Sarah Nowland (right) with foreman Chloe Cumming and Positivity.Credit: Reg Ryan/Racing Photos

Nowland admits that having a day job with pre-dawn starts and taking dance classes during the day puzzled some of her friends, but she had become a vocal advocate for the sport and also the role women play in it.

She says she’s had to, at times, defend the sport to some of her friends on the grounds of animal welfare but says working full-time has given her a new appreciation of the high standards.

“They are very supportive, yeah, and really encouraging,” she says. “Some of my dancing friends, or people that are in completely different walks of life, they don’t really know what racing is, and ’they say, oh, isn’t that cruel for the horses? But I tell them about what I see and the high standards of care.”

She’s formed a strong bond with Positivity, fourth last across the line on Tuesday, who she says is “beautiful, sweet, and quiet” with a great understanding of her job and how to take care of her rider.

Nowland says having a female jockey, Winona Costin, take the ride, was fantastic too.

She says she, and so many women in racing, will forever be in debt for learning the ropes under Waterhouse, one of the world’s pioneering female trainers.

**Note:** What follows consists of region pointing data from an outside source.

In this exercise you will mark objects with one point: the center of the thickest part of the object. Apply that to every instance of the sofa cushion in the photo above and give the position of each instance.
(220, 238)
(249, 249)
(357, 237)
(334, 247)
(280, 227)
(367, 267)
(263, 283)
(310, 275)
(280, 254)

“What she did when she was younger definitely wasn’t easy. But, you know, she, she just kept at it.”

“Winona said in an interview about the Cup, ‘You know, it’s really just an even playing field. We don’t really see ourselves as male or female’.”

Ed’s dad Troy has doubts about reports that youngsters are turning their back on the industry too, if the enthusiasm of his son and his friends are anything to go by.

“His work ethic is his greatest attribute and it gives me a lot of faith in the generation coming through,” he says. “Quite a few of his friends also work with us and I’d be more than happy to recommend them to any employer.”